Bis eines Tages.... ja bis er eines Tages Rammstein Fan wurde und fest stellen musste dass der Sänger von der Band AUCH Till heißt.
Von da an, gefiel ihm der Name. :-D
 

jana0266

Mitglied
Ja, die Vorurteile ..., aber die hat man nun mal. Nur tut es mir leid um alle Kevins, die unter diesen Vorurteilen zu leiden hat.
Ich habe mal im Zusammenhang mit dem Begriff "Kevinismus" gelesen, das der Name des Kindes auf die soziale Stellung und den Bildungsstand der Eltern schließen läßt, und da mag was dran sein. Eine gute Freundin von mir sagte mir mal, dass sie das bei ihren Schülern auch festgestellt hat. Was sie nicht festgestellt hat: dass diese Kinder eine geringere Intelligenz haben. Sie ist Lehrerin am Gymnasium und die Kinder sind durchweg intelligent.

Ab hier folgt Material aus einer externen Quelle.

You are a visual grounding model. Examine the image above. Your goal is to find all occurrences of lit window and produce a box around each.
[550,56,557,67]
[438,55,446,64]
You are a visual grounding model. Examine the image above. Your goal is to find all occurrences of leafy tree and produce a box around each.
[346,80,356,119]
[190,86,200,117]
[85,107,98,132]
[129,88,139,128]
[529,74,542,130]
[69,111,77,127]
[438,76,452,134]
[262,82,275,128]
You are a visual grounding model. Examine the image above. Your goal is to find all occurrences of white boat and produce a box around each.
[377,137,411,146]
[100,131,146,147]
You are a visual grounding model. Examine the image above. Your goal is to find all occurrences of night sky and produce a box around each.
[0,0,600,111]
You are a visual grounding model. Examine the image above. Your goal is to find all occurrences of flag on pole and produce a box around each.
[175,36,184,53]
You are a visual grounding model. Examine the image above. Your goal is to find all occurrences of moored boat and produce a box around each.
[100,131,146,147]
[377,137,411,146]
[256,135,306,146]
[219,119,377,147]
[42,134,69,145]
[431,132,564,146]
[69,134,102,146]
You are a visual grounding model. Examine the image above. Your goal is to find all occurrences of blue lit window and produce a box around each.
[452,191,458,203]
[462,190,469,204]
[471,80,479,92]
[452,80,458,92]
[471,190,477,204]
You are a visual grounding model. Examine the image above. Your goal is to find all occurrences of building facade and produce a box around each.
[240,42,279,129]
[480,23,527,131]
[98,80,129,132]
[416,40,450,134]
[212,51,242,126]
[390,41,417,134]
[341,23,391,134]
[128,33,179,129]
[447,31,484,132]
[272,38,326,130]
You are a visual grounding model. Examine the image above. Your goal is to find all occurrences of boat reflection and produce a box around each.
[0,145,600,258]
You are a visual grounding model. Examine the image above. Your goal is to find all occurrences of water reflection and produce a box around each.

Prozentual hat sie aber mehr Kinder mit deutschen Namen in den Klassen und das wiederum könnte daran liegen, das Kinder aus sozial schwachen Familien in diesem Staat einfach geringere Chancen haben. Allerdings, dass spräche ja nun auch wieder dafür, dass Kevin & Co. die Namen der Kinder der Unterschicht sind.
Ich fände es viel, viel besser, allen Kindern die gleichen und vor allem gute Bildungschancen zu geben, statt Geld für solch blöde Studien auszugeben.